On GH, we split across both GitHub.com and internal GitHub Enterprise instances. There's been some shift to put everything on GH.com, but GH Actions for private repos are kind of busted, and it's really causing us problems. Staying on GHE is less painful for some of our orgs. Some teams use Jenkins instead of Actions, which is, as the kids say, "a whole mood".

Our GitLab-using orgs generally have tighter CD integration. As much as I prefer the GH UX, I have to admit GL has a much smaller gap between "I have an idea" and "my implementation is now CI-ed, CD-ed, and published to Artifactory".

Our ADO using orgs have an even smaller gap. Seriously. If you've never used ADO, you'd be impressed by how easy it is to get a full build pipeline set up in minutes. That is, as long as you stay on the garden path. These teams also have the hardest struggles when they stray off the path. (But my intuition here is that this isn't definitively an ADO problem and might actually come down to the skill sets of those teams.)

All told, we're several hundred engineers across these solutions. By my rough count, the total number using GitLab may be a hundred or so. They really like it, and it suits them very well.

(And before anyone says "omg why do you have so many solutions", the Eng efforts at our company are thoroughly distributed instead of consolidated. And, at least at an executive level, there's currently more faith in "right tool for the job" than in "alignment". For now.)

rickosborne | 4 years ago | on: Online coding school Treehouse lays off most of its staff

> I can't say I've seen anyone out of a bootcamp that was a great hire.

My own experience has been that there's no correlation between where the dev graduated from and how productive/valuable/etc they've been at work. I've seen just as many rock-star bootcamp grads as I have complete wastes of space from Stanford/CMU/MIT.

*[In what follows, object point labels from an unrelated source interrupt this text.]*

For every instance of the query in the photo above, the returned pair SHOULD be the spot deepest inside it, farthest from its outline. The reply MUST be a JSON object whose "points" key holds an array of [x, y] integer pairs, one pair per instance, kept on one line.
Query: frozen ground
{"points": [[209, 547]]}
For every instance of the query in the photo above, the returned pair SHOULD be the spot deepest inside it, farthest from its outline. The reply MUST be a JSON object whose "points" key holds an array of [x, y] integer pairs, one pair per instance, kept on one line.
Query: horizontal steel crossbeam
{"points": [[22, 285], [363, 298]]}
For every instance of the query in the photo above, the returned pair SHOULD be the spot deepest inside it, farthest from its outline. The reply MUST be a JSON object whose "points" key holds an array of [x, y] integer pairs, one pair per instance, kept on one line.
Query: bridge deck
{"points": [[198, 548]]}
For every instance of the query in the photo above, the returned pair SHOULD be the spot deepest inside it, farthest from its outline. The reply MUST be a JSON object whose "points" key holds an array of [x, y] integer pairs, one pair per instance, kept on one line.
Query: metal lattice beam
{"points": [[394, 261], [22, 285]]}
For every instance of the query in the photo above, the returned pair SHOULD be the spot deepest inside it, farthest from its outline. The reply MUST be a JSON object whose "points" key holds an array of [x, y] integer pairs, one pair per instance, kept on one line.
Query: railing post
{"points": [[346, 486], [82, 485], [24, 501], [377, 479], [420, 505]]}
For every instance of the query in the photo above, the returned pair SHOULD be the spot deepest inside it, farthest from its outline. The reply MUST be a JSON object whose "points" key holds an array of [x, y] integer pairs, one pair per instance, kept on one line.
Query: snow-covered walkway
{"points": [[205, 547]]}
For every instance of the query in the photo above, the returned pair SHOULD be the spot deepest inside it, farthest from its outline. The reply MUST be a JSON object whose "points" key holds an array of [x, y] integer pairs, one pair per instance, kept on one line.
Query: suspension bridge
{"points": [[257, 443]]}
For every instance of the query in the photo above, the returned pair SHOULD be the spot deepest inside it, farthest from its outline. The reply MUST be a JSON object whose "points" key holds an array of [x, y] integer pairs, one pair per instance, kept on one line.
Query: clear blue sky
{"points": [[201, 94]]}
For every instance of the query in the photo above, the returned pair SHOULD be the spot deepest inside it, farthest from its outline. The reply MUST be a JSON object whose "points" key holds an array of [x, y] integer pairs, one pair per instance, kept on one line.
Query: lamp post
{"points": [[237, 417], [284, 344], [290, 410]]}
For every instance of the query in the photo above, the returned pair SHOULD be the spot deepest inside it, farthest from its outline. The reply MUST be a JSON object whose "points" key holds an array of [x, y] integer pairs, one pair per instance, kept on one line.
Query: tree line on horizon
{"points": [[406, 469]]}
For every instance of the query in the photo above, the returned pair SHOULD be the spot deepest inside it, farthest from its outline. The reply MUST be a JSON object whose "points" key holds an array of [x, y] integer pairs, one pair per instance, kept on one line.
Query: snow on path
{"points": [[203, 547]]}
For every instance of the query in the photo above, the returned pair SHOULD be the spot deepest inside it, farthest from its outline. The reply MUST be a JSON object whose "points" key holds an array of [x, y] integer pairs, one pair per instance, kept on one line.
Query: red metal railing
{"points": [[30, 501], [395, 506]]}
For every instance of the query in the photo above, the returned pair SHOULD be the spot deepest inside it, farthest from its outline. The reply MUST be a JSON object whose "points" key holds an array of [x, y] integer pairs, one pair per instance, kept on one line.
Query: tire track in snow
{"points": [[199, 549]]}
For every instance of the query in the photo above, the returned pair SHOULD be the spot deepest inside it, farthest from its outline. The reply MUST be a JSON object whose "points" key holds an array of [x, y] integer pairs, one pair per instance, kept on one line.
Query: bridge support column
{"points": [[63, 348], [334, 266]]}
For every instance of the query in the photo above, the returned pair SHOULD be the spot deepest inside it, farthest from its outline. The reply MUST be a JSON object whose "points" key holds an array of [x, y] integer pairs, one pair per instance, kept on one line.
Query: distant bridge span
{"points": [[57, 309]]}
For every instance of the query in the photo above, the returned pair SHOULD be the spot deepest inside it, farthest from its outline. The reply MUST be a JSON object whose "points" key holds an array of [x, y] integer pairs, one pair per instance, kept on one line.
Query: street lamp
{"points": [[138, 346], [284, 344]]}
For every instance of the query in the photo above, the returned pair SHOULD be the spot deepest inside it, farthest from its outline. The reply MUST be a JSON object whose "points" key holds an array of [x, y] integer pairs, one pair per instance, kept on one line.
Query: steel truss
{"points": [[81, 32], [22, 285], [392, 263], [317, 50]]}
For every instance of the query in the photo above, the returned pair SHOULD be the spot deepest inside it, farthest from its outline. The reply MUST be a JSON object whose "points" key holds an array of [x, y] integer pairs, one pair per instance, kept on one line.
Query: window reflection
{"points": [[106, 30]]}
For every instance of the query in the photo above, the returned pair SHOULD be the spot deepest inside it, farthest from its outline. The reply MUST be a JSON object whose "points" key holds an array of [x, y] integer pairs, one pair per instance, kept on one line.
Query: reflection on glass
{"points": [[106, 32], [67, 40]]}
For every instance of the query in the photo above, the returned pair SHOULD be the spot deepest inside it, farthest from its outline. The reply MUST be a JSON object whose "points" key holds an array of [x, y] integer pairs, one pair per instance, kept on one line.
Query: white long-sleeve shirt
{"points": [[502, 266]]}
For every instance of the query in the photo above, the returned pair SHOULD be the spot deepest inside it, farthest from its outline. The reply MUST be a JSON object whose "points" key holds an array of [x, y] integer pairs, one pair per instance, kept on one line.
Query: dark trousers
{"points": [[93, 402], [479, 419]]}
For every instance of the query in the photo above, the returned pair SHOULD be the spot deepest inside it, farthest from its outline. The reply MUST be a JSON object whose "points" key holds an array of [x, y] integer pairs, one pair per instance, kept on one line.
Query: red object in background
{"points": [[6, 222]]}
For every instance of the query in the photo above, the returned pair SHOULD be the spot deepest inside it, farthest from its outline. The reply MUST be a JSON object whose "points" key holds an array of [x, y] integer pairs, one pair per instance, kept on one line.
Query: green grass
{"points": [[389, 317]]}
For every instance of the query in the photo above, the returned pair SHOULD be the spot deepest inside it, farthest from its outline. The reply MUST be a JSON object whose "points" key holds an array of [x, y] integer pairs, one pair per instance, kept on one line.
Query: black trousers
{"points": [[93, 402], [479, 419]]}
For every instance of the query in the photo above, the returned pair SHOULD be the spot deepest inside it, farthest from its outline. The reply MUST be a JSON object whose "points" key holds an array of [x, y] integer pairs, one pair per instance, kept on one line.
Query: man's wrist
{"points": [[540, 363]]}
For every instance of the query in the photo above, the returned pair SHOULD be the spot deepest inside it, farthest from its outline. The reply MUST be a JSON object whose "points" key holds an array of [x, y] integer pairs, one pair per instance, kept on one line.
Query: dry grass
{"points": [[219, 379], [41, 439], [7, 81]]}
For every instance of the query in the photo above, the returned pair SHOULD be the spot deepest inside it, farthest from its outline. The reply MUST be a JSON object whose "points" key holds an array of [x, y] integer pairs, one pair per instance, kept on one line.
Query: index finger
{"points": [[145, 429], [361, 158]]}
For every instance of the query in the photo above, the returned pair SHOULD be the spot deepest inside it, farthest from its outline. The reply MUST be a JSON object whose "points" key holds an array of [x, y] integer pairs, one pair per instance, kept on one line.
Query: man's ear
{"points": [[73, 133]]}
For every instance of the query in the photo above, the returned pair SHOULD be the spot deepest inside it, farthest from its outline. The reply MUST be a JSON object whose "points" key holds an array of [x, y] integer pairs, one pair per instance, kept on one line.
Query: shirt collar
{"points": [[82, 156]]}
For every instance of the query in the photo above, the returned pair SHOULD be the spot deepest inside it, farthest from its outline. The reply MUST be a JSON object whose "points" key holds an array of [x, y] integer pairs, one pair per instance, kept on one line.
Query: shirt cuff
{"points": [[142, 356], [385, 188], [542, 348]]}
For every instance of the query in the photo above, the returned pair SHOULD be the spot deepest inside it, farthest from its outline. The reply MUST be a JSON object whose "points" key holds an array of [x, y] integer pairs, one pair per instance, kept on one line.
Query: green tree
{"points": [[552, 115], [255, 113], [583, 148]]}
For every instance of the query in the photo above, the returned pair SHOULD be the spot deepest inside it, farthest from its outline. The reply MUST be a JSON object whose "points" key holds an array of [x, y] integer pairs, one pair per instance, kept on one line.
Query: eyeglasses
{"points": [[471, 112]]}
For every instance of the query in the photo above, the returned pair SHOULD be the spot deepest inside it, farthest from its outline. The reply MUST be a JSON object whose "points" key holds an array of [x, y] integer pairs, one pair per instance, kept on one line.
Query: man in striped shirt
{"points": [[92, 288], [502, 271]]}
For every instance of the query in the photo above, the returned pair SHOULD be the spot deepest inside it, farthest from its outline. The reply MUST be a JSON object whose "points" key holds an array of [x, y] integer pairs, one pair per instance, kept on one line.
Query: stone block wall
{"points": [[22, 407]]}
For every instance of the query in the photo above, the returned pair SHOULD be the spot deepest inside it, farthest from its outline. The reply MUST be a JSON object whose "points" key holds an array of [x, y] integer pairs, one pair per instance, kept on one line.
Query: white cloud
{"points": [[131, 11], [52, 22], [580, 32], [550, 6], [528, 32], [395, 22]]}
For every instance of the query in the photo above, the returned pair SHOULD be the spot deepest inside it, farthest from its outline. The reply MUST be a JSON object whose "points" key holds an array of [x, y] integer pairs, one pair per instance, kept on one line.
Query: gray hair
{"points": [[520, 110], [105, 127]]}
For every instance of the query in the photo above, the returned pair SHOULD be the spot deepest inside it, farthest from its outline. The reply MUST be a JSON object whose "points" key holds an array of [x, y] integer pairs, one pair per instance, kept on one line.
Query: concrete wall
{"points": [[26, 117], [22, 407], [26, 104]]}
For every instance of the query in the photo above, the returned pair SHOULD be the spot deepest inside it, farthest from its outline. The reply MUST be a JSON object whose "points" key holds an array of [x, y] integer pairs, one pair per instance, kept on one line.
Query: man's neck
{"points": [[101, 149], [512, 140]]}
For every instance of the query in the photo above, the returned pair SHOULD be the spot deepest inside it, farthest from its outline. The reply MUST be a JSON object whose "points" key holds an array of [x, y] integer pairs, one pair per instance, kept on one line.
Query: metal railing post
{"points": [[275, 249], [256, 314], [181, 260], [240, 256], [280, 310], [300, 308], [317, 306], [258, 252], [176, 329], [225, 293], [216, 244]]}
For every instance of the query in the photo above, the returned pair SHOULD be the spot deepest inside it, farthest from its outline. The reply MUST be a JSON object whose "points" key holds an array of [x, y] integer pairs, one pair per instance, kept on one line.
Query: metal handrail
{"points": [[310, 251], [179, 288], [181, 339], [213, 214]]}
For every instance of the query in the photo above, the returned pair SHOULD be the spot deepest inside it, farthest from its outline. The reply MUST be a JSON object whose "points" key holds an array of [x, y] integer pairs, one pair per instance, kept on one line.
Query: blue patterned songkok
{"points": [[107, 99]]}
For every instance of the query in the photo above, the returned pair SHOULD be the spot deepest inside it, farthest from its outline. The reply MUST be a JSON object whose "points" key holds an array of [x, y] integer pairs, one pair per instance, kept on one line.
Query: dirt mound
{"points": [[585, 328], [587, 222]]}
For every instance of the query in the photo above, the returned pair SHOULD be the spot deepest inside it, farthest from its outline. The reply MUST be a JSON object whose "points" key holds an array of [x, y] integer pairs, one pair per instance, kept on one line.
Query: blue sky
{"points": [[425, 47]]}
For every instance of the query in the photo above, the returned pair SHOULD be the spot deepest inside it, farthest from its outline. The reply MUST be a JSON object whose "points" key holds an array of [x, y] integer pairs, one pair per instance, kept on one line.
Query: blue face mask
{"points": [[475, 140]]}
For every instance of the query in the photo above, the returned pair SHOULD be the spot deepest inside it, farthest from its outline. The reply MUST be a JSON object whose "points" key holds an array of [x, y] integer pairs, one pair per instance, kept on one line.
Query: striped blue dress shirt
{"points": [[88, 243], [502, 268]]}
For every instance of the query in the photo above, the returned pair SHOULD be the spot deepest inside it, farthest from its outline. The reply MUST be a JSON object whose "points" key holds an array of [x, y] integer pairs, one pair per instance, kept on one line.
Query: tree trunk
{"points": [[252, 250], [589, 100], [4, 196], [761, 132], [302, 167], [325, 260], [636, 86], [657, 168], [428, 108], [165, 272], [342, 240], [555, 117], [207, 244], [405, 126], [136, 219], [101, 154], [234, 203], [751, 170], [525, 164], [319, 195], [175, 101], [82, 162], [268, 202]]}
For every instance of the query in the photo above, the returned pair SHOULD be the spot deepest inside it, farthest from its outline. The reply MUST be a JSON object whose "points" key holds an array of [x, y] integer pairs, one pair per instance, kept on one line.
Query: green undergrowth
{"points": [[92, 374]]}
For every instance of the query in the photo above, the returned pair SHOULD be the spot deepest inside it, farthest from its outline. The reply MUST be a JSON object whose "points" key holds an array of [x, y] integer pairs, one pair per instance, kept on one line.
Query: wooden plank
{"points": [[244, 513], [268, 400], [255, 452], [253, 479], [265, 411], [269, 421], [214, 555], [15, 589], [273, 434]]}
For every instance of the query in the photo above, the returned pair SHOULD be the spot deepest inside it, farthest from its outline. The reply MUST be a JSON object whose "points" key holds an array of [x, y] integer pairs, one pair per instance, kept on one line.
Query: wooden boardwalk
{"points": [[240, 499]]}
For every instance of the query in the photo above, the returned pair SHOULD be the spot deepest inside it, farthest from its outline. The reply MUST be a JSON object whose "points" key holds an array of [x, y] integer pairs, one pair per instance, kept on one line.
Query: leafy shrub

rickosborne | 4 years ago | on: Ask HN: Does your job make the world a better place?

My current job is in biotech, writing cloud software which helps clinicians (and researchers) gather supporting evidence for their diagnoses. The install base is small, so it'd be hard to claim it makes the _world_ a better place. But it's a start.

I'd love to do more with it, because the software could actually help discover and refine the biomarkers which would inform diagnoses, instead of the other way around. But the FDA (and other similar regulatory bodies) have strong opinions on the distinctions between Clinical Decision _Support_ software, and _Diagnostic_ software. I think this job could have a much larger impact, but it's going to take the industry another 10 years worth of iteration to get comfortable with how modern cloud software changes medical device development.

My job before this was in ad tech. Another poster said everything I would, so I'll just say No, nothing in ad tech makes the world better.

Before that I was a teacher at a for-profit university. This is a harder call. I had a measurably positive impact on students, who have turned around and had their own positive impacts on the world. (I regularly see at least one former student here on HN.) But I left the job, at least in part, because the financial burdens the students were bearing wore down my enthusiasm.

Before that, I worked for a company which made office and art supplies. We had some pretty good school supply programs, and I got to see kids light up when we brought in boxes of paints and clays. Arguably, this job made the world better, albeit in a small way.

rickosborne | 6 years ago | on: Self-hosted, super simple photo stream

Hey, they fixed it! It's amazing what 2 months can do. The previous version had some pretty borked handling of public timelines.

Having said that, it still requires a bit of hackery. There's no way to get rid of the home/landing page if there's the one user account, so you have to do a bit of php/apache/nginx/whatever magic to redirect past it to your user timeline.

rickosborne | 6 years ago | on: Self-hosted, super simple photo stream

But it's worth noting that Pixelfed is intended to be your own walled garden - there's no "here's my public photo stream" configuration. It's intended more like a friends-and-family thing.

That being said, it's open source, so there are hacks to make your stream public. But they're hacks, and you're not going to get that out of the box.